* TV networks oppose Aereo Internet-based video streaming startup
* Cablevision says past decision in its own case unrelated
* High-profile case being watched by pay TV industry
By Liana B. Baker
Sept 24 (Reuters) - Cablevision has thrown its support behind major U.S. broadcast networks in their bid to stop Aereo Inc, an online television start-up backed by billionaire Barry Diller, from broadcasting TV programming over the Internet.
Cablevision, which was formerly pitted against the parent companies of these same networks it is now supporting in court, filed a brief on Monday saying that the district court’s ruling in July to allow Aereo to continue operating should be reversed.
In July, a federal judge rejected the broadcasters request to block Aereo, saying that a temporary ban “may quickly mean the end of Aereo as a business.”
Several broadcasters such as Walt Disney Co’s ABC, CBS Corp, Comcast Corp’s NBCUniversal and Telemundo, News Corp’s Fox, Univision Communications Inc and the Public Broadcasting Service filed lawsuits accusing Aereo of copyright violations two weeks before the product even launched in the New York City area in March for $12 per month.
The Aereo lawsuits are being closely watched because the product is seen as a threat to the TV industry’s ability to control subscription fees and generate advertising revenue, their two main sources of revenue. A separate lawsuit filed by the broadcast networks against Dish Network’s ad-skipping Hopper device is also being watched.
In its July ruling, the court concluded it was bound by a 2008 Second Circuit court’s decision in favor of Cablevision for creating a remote-storage digital video recorder that allows consumers to record programs on remote servers. Companies such as Disney and News Corp had sued Cablevision at the time.
Cablevision’s filing late Friday said that this case is too different from Aereo’s to serve as a precedent.
Cablevision argues that Aereo did not obtain permission from broadcasters or pay licensing fees to rebroadcast their programming — a “critical legal difference” from Cablevision, which pays these fees.
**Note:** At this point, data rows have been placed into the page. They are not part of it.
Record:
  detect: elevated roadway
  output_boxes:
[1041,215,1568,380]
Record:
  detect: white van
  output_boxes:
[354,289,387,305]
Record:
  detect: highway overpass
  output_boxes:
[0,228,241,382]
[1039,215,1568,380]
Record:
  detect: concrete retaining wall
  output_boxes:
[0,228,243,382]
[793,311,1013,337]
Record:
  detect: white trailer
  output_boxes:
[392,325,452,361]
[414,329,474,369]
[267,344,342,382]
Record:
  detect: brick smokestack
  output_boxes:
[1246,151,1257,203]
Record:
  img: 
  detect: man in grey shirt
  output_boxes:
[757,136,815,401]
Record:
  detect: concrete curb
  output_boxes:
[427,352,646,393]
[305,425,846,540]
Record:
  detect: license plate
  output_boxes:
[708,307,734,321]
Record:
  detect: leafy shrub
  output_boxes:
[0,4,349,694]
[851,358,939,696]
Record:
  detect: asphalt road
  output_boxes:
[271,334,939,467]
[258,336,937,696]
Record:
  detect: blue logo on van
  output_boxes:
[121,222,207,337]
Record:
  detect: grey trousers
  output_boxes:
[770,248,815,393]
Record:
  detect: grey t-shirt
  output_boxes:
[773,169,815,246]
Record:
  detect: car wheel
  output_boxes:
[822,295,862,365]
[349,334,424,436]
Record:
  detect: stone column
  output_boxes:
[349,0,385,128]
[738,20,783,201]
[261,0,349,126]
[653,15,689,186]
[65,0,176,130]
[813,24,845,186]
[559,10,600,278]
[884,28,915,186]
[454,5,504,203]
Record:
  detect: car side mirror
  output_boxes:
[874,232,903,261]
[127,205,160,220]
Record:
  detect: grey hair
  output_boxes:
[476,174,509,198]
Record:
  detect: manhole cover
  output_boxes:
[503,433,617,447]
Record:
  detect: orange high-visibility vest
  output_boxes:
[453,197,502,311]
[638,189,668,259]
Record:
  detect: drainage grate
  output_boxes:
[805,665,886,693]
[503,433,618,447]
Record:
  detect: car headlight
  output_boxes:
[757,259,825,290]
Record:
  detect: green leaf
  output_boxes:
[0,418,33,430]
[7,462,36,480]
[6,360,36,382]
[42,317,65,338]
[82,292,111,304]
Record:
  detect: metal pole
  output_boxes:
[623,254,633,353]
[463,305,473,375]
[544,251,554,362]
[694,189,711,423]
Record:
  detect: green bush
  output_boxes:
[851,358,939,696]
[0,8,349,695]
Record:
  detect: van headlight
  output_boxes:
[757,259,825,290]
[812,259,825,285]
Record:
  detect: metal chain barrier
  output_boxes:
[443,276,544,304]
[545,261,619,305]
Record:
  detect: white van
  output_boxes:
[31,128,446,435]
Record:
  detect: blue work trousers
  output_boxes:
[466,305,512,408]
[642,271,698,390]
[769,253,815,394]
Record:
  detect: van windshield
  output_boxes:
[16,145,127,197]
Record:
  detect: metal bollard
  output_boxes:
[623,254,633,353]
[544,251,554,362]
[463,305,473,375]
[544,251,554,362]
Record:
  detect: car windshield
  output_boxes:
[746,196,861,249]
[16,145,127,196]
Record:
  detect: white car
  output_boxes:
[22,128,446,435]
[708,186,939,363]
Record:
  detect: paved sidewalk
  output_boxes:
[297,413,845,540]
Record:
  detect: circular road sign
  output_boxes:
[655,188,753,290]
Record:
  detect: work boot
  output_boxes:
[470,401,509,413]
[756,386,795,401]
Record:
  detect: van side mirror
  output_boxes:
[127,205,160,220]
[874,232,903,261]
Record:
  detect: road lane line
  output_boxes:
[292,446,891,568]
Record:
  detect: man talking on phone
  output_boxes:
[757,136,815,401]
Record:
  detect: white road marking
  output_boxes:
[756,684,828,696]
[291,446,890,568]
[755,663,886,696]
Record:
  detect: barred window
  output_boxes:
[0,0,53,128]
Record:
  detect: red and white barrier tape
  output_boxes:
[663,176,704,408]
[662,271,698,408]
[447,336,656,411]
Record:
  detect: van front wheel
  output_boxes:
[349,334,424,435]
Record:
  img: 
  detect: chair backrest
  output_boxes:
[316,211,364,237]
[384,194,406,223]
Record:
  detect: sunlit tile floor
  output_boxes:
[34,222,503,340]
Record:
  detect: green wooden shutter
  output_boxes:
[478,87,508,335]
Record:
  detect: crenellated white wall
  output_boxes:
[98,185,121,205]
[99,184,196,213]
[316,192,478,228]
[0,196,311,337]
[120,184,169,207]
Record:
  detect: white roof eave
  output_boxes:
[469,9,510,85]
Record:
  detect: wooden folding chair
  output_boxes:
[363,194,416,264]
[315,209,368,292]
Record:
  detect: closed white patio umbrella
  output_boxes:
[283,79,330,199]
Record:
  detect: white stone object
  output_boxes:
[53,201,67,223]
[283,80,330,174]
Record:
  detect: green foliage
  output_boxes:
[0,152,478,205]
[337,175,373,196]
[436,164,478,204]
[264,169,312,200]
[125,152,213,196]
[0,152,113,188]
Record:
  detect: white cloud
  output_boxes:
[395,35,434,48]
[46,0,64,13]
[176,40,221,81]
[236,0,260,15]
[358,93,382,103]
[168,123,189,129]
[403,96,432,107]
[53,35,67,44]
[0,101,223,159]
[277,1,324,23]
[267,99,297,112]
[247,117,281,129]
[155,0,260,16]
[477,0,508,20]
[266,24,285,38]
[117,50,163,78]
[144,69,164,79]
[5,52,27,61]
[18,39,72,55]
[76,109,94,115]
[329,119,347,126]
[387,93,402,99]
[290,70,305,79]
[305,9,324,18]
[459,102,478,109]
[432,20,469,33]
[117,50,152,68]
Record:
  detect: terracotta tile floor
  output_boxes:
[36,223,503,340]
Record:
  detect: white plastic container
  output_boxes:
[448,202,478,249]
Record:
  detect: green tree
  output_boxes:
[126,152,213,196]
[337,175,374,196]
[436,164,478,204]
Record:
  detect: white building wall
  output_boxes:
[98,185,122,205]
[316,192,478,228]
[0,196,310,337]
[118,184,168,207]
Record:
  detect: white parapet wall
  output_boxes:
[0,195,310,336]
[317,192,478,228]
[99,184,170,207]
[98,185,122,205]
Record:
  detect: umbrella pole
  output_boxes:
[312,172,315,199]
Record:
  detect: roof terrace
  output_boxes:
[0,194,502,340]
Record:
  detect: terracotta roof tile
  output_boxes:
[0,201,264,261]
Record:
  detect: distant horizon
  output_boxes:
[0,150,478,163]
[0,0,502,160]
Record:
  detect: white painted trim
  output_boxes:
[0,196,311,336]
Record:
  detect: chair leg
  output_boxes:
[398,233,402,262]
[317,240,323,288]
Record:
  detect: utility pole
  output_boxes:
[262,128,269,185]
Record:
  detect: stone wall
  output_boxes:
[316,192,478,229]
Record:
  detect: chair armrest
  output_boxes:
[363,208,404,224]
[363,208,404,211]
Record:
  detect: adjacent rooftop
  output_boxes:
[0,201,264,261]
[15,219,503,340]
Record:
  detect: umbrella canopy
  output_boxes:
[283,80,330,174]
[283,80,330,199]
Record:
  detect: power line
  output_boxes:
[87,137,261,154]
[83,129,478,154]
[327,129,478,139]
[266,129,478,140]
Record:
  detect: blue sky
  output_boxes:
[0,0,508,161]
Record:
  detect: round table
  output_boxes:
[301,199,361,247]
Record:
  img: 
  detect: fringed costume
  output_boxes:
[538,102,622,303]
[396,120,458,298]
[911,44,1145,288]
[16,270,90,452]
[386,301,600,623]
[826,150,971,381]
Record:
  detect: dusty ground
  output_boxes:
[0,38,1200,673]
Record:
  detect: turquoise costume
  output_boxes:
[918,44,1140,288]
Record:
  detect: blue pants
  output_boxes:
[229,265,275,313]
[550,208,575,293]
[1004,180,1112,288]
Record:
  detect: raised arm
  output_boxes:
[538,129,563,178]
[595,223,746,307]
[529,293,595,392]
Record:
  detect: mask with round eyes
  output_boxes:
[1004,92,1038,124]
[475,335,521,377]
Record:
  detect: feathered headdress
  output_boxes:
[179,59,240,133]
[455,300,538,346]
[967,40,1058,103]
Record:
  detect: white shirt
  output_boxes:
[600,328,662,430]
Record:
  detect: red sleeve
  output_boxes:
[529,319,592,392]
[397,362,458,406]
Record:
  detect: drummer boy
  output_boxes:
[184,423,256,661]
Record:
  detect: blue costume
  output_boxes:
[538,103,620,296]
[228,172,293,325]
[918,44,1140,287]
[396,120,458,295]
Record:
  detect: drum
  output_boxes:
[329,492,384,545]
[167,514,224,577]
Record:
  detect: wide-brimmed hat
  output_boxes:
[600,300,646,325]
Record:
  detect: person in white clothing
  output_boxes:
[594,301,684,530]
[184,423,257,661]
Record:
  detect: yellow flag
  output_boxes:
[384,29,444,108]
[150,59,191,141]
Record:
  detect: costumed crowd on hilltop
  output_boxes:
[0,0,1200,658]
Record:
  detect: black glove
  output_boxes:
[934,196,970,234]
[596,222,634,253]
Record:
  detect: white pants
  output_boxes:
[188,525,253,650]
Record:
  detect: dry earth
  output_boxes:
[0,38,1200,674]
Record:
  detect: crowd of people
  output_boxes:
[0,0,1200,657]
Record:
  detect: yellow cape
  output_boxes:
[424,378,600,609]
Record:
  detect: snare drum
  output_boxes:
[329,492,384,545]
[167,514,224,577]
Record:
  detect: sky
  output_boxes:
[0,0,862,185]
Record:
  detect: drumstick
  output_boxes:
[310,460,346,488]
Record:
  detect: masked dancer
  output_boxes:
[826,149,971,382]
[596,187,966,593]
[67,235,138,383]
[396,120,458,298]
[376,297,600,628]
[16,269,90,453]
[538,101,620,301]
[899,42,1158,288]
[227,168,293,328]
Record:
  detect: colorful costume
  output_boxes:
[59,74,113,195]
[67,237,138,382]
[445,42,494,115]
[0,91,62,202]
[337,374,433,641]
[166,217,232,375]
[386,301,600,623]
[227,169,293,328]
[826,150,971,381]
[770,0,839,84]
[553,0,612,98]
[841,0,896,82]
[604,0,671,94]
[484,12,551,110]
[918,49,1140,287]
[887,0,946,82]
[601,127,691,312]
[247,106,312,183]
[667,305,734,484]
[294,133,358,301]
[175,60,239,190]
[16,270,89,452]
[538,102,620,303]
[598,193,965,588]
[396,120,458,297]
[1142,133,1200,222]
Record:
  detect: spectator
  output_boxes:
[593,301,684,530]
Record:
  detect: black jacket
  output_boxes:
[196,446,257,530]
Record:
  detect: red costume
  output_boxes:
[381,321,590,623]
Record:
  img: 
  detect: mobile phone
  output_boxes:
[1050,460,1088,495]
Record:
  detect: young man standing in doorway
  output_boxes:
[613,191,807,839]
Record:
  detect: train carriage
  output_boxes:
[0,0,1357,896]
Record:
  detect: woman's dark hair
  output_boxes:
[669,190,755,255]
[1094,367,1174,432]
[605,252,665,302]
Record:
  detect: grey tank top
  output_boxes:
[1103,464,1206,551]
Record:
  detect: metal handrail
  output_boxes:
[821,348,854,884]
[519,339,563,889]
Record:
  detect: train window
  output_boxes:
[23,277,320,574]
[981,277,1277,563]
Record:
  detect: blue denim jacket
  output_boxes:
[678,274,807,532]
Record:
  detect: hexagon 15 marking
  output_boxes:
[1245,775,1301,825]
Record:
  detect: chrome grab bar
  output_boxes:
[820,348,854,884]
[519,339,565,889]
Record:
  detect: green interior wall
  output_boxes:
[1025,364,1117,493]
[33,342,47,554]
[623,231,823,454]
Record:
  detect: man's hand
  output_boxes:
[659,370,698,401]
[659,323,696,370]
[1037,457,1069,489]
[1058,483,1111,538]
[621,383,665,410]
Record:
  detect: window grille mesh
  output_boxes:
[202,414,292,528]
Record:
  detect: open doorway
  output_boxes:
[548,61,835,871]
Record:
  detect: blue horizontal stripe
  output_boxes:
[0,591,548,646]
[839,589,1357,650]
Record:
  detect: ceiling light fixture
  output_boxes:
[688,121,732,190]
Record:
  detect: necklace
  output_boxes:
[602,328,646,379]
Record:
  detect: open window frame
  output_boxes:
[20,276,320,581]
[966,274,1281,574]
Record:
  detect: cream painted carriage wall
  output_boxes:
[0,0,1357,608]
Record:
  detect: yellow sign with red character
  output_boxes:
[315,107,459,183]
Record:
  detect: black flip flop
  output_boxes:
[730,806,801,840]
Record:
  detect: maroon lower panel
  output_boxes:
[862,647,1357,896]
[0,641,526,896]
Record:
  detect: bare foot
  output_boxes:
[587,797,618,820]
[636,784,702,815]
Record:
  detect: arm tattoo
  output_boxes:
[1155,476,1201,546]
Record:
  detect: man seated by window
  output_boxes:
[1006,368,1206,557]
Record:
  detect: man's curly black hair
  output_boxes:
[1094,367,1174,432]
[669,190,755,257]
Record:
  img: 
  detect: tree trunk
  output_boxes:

The cable company also disagreed with Aereo’s claims that its use of individual antennas make the broadcasts private, since they are available to anyone who wants to use the service.
Cablevision also said that Aereo has no right to save TV broadcasts on hard drives like the cable company does because it is not offering consumers an independent separate service.
Cablevision said it believes that Aereo could have designed its system to allow customers to pause live television without saving all the programming on hard drive copies.
An Aereo spokeswoman declined to comment on Cablevision’s filing.
The cases are WNET et al. v. Aereo, Inc. et al., 2nd U.S. Circuit Court of Appeals, No. 12-2786, and CBS Broadcasting Inc. et al. v. Aereo, Inc., in the same court, No. 12-2807.